Key Features

Unix Architecture page on Wikipedia

Files are stored on disk in a hierarchical file system, with a single top location throughout the system (root, or “/”), with both files and directories, subdirectories, sub-subdirectories, and so on below it.

With few exceptions, devices and some types of communications between processes are managed and visible as files or pseudo-files within the file system hierarchy. This is known as everything’s a file.

Doug McIlroy (inventor of Unix pipes)

This is the Unix philosophy: Write programs that do one thing and do it well. Write programs to work together. Write programs to handle text streams, because that is a universal interface

File system

Key differences from Windows

  • there are mount points instead of A:, C:, etc.,

  • directories and files are case sensitive, and

  • the separation character is / instead of \

What would appear as a separate media hierarchy in Windows (e.g., A:\MyDir\MyCode.c) simply appears under a separate directory (known as a mount point) in Unix (e.g., /media/disk/MyDir/MyCode.c).

Root (/)

  • /boot - boot loader files

  • /etc- configuration files

  • /dev - device files

  • /bin - user programs required for booting

  • /sbin - system programs required for booting

  • /lib{,32,64} - libraries required for booting

  • /usr - programs, libraries, and such not required for booting

  • /root - superuser directory

  • /home - users directories (shared by all nodes)
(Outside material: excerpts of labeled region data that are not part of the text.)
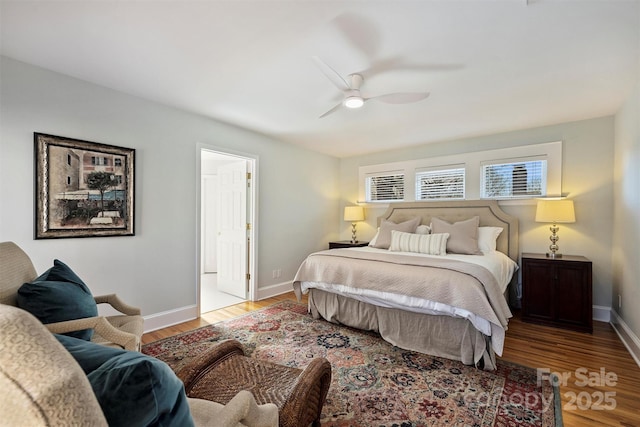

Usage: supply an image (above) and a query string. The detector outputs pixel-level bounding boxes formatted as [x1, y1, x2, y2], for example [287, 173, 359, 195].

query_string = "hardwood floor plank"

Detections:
[142, 292, 640, 427]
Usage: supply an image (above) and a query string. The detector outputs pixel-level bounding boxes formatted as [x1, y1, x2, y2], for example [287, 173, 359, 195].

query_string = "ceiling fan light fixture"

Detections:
[344, 95, 364, 108]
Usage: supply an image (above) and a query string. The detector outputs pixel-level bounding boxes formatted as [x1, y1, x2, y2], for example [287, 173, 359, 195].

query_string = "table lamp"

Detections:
[536, 199, 576, 258]
[344, 206, 364, 243]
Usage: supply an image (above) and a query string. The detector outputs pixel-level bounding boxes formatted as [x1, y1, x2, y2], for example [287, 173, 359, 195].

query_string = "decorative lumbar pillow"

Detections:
[431, 216, 482, 255]
[17, 259, 98, 341]
[389, 230, 449, 255]
[416, 224, 431, 234]
[56, 335, 193, 426]
[478, 227, 503, 253]
[371, 217, 420, 249]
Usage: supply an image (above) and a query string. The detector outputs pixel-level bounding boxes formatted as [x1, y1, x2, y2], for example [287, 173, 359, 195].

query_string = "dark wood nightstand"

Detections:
[329, 240, 369, 249]
[522, 253, 593, 333]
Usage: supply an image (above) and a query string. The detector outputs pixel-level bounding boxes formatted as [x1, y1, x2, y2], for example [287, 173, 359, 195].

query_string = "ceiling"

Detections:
[0, 0, 640, 157]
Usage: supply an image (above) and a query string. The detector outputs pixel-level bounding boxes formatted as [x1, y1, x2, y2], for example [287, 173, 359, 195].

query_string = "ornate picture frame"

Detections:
[34, 132, 135, 239]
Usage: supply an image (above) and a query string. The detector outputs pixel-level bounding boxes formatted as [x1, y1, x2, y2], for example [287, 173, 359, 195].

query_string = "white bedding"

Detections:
[301, 247, 518, 356]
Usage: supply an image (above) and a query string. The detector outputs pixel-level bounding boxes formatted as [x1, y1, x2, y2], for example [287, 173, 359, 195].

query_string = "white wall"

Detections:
[611, 78, 640, 363]
[340, 117, 614, 313]
[0, 57, 339, 324]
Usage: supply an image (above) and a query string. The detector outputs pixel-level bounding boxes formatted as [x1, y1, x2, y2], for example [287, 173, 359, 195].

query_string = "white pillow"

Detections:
[478, 227, 503, 252]
[389, 230, 449, 255]
[371, 217, 420, 249]
[369, 227, 380, 247]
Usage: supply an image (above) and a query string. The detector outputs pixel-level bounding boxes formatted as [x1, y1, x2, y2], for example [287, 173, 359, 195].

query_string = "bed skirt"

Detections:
[309, 289, 496, 370]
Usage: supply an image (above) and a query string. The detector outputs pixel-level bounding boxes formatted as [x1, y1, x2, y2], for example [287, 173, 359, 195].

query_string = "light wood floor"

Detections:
[142, 292, 640, 427]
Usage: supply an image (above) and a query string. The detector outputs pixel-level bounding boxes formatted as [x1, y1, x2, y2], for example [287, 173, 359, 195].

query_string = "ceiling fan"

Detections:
[313, 56, 429, 118]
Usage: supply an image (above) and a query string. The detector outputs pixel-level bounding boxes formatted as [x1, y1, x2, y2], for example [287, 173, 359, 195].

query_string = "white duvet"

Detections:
[300, 246, 518, 356]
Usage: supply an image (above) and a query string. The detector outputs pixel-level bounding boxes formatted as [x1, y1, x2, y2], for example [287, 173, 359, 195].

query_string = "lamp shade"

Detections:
[344, 206, 364, 222]
[536, 200, 576, 223]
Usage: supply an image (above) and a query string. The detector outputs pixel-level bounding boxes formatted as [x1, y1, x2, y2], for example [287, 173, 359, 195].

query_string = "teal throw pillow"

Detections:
[56, 335, 194, 427]
[17, 259, 98, 341]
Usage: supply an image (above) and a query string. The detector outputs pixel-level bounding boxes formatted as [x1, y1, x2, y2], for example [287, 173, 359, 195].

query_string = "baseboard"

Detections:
[592, 305, 611, 323]
[258, 281, 293, 301]
[611, 310, 640, 366]
[143, 305, 199, 333]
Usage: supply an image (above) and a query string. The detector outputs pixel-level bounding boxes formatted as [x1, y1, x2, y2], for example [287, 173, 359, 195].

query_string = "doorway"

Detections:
[198, 147, 256, 314]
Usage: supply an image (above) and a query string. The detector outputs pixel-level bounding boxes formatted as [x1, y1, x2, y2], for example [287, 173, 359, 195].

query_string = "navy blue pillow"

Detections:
[17, 259, 98, 341]
[56, 335, 194, 427]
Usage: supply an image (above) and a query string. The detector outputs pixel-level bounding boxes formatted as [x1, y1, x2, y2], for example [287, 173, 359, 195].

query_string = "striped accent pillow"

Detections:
[389, 230, 449, 255]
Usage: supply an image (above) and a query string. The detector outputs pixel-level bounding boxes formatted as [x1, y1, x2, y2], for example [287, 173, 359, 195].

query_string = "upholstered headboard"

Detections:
[378, 200, 519, 262]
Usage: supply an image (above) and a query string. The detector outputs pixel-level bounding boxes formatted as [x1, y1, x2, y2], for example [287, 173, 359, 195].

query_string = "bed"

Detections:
[293, 201, 519, 370]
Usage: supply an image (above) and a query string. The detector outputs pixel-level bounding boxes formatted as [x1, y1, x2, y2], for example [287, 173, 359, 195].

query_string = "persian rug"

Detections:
[142, 301, 562, 427]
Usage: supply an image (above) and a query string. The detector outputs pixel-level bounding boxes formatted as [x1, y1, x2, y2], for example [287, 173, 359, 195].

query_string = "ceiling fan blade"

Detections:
[365, 92, 429, 104]
[319, 101, 342, 119]
[312, 56, 351, 91]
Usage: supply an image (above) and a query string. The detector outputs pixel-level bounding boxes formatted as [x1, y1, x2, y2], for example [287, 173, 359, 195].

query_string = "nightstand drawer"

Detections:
[329, 240, 369, 249]
[522, 253, 593, 332]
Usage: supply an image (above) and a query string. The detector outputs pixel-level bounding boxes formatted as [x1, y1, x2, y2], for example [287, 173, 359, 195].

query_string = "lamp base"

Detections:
[351, 222, 358, 245]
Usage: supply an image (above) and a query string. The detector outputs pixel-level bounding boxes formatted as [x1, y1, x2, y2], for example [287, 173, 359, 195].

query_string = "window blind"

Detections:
[416, 166, 465, 200]
[481, 159, 547, 199]
[366, 173, 404, 202]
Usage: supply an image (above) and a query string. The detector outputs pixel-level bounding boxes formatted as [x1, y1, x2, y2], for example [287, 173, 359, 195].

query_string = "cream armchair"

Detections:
[0, 304, 278, 427]
[0, 242, 144, 351]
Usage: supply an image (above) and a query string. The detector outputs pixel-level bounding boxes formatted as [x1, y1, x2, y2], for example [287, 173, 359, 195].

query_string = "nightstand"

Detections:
[522, 253, 593, 333]
[329, 240, 369, 249]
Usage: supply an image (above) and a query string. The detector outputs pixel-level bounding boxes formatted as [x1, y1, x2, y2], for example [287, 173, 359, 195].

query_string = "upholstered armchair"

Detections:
[0, 242, 144, 350]
[0, 304, 278, 427]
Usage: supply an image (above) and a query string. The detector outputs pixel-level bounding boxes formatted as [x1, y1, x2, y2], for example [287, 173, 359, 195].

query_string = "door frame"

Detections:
[195, 143, 258, 310]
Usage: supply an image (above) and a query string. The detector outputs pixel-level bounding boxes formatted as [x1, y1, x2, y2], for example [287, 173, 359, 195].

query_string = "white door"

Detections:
[217, 160, 248, 299]
[201, 175, 218, 273]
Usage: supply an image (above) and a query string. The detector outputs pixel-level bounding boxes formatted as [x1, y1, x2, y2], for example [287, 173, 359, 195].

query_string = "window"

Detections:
[357, 141, 562, 205]
[365, 172, 404, 202]
[416, 165, 465, 200]
[91, 156, 109, 166]
[481, 158, 547, 199]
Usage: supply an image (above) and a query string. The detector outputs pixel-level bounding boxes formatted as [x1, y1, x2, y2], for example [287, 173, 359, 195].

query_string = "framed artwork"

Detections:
[34, 132, 135, 239]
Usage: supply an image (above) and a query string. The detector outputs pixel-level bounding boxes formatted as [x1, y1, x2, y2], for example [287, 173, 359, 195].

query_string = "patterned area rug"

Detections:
[142, 301, 562, 427]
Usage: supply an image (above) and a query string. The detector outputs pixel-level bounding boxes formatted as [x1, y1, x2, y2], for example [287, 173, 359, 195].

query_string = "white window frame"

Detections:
[362, 170, 407, 204]
[414, 163, 466, 201]
[480, 155, 549, 200]
[358, 141, 562, 206]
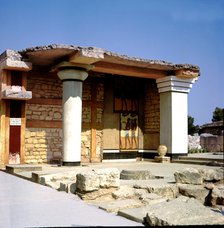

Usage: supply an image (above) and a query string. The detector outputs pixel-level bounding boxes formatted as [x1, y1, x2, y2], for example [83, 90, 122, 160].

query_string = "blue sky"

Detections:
[0, 0, 224, 125]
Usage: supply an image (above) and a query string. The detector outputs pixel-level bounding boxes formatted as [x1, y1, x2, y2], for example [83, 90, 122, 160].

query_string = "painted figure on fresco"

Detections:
[120, 113, 138, 150]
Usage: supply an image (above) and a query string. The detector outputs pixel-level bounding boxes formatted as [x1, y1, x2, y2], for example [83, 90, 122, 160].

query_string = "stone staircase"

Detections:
[5, 164, 42, 180]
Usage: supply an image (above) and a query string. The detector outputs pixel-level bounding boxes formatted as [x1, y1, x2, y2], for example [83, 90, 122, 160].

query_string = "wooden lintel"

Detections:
[26, 120, 102, 130]
[27, 98, 62, 106]
[26, 120, 62, 128]
[92, 62, 167, 79]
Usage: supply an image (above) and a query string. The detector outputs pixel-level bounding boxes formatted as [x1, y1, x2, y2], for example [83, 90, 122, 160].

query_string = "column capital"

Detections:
[156, 76, 198, 93]
[52, 62, 93, 81]
[58, 68, 88, 81]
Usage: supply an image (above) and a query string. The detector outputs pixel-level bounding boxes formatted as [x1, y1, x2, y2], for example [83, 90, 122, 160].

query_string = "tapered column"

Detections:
[156, 76, 197, 157]
[58, 68, 88, 166]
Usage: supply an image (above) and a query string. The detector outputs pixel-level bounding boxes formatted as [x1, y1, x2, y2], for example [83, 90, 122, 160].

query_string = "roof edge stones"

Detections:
[0, 44, 200, 74]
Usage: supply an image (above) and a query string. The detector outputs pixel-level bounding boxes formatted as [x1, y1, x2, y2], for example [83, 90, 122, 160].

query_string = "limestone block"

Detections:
[174, 168, 203, 184]
[154, 156, 170, 163]
[76, 188, 116, 202]
[141, 193, 168, 205]
[99, 199, 143, 213]
[112, 185, 135, 199]
[134, 183, 179, 199]
[199, 168, 224, 182]
[178, 184, 210, 205]
[58, 180, 76, 194]
[211, 184, 224, 206]
[145, 196, 224, 226]
[120, 170, 155, 180]
[94, 168, 120, 188]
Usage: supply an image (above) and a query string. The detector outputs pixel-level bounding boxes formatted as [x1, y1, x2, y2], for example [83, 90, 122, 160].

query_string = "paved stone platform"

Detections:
[0, 171, 143, 228]
[0, 158, 224, 227]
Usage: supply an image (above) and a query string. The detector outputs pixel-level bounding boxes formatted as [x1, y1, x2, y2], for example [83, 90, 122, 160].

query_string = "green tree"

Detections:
[188, 116, 199, 135]
[212, 107, 223, 122]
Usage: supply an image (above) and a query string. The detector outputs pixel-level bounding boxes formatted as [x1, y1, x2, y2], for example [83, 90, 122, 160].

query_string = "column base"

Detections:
[62, 161, 81, 166]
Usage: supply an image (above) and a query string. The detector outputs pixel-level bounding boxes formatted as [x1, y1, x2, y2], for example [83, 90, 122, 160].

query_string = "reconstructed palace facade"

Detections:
[0, 45, 200, 166]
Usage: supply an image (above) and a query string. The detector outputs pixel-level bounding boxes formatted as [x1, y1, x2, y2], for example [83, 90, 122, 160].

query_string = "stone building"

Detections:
[0, 45, 200, 166]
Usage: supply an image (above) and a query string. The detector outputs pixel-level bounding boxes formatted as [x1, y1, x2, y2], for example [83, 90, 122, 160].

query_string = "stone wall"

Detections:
[25, 72, 104, 163]
[144, 80, 160, 149]
[27, 71, 62, 99]
[25, 128, 62, 163]
[200, 133, 224, 152]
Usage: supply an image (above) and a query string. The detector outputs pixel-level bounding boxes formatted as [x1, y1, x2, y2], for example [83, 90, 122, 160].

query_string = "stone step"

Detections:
[92, 199, 143, 214]
[118, 206, 148, 223]
[5, 164, 42, 174]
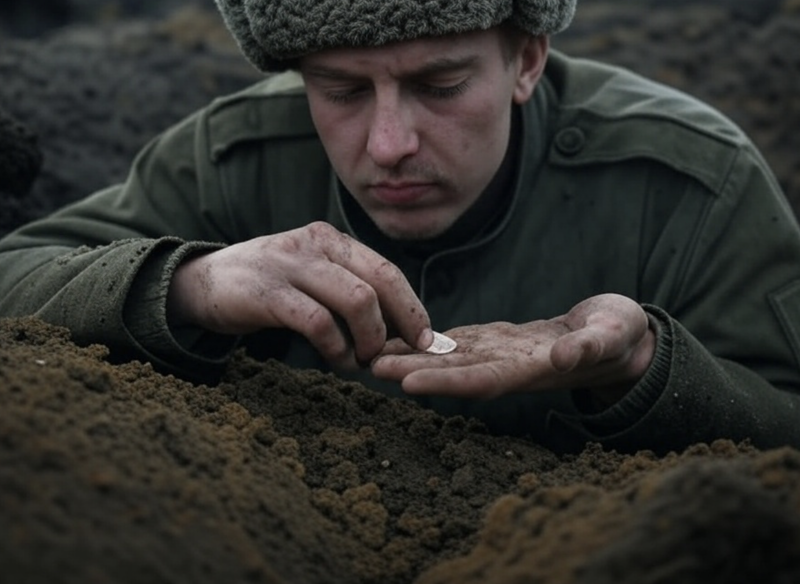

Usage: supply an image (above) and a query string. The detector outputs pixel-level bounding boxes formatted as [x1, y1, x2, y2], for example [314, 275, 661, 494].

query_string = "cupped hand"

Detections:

  • /tmp - temporary files

  • /var - variable data (spool files, log files, etc.)

  • /opt - add on package directory

  • /media - mount point for removable media

  • /proc - process information pseudo-file system

  • /sys - system information pseudo-file system

User (/usr)

The /usr directory is split off from the / directory mostly because disk space used to be precious.

  • /usr/bin - user programs not required for booting

  • /usr/sbin - system programs not required for booting

  • /usr/lib{,32,64} - libraries not required for booting

  • /usr/games - game programs

  • /usr/share - architecture independent data

  • /usr/man - on-line manuals

  • /usr/src - source code

  • /usr/include - header files

User Local (/usr/local)

The /usr/local directory is a place to locally install programs without messing up /usr.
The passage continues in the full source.